Bugs from the Veliidae family are often found in tropical and subtropical regions of the world and occur on many oceanic islands. Relatives are the only insects to inhabit the surface of the open oceans.
"This new genus includes four species, of which three, including the Millennium Bug, are new to science," says Mr Weir. "These bugs have an interesting adaptation of the tarsi (feet) that enables them to 'glide' across the surface of the water without breaking the surface tension."
"The study of the Millennium Bug and its relatives is part of a much larger project that involves the study and identification of thousands of specimens from the Australasian region belonging to the infra-order Gerromorpha, the most diverse group of animals associated with water surfaces," he explains.
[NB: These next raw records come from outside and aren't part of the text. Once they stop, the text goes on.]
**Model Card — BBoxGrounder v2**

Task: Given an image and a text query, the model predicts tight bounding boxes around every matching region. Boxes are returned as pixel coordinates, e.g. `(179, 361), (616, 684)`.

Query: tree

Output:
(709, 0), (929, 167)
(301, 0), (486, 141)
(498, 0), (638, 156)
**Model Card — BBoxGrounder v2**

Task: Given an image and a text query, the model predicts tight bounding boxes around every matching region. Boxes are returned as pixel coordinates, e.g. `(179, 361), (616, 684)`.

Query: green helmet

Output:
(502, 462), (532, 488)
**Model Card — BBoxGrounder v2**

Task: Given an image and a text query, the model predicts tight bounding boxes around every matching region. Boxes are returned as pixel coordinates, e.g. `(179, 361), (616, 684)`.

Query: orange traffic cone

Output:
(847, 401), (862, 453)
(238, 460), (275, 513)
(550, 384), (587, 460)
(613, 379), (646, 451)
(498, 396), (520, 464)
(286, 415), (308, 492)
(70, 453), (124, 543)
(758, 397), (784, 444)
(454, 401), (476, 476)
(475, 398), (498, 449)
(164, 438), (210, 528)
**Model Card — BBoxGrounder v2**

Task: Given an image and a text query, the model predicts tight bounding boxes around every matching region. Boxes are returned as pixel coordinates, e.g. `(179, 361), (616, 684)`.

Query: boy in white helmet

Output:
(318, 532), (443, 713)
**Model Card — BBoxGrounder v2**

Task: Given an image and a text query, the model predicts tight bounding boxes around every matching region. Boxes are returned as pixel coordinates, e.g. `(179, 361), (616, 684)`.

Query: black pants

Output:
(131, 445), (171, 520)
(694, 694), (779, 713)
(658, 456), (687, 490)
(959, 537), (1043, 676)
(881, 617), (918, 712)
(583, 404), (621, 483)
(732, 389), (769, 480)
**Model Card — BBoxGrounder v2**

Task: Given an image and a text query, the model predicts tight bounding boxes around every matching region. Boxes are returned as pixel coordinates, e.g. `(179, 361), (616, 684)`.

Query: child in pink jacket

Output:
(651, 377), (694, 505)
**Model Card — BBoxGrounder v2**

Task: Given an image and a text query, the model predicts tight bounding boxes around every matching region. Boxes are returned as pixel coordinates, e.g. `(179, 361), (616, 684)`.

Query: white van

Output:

In 1992-1994, the Australian Biological Resources Study (ABRS) funded a project to study the semi-aquatic bugs of Australia, in particular their taxonomy, evolution, and biogeography. From a starting point of one genus, Microvelia, Mr Weir and Dr Andersen have now described eight related genera in Australia.
"This is yet another remarkable indication of how much of Australia's biological wealth remains undiscovered at the start of the 21st Century," says Dr Nielsen.
"So far we have scientifically described fewer than a third of the insect species on this continent. The work of exploring Australia scientifically is still in its early stages."
The World fauna of semi-aquatic bugs is placed in eight families of which six are represented in the Australian fauna. Today, about 126 species are known from Australia. The diversity varies significantly among different parts of Australia, from Tasmania (5 species), South Australia (7), Victoria (12), and NSW (21), to WA (26), NT (56), and Queensland (85 species). The largest families are the Gerridae (35 species) and Veliidae (66 species).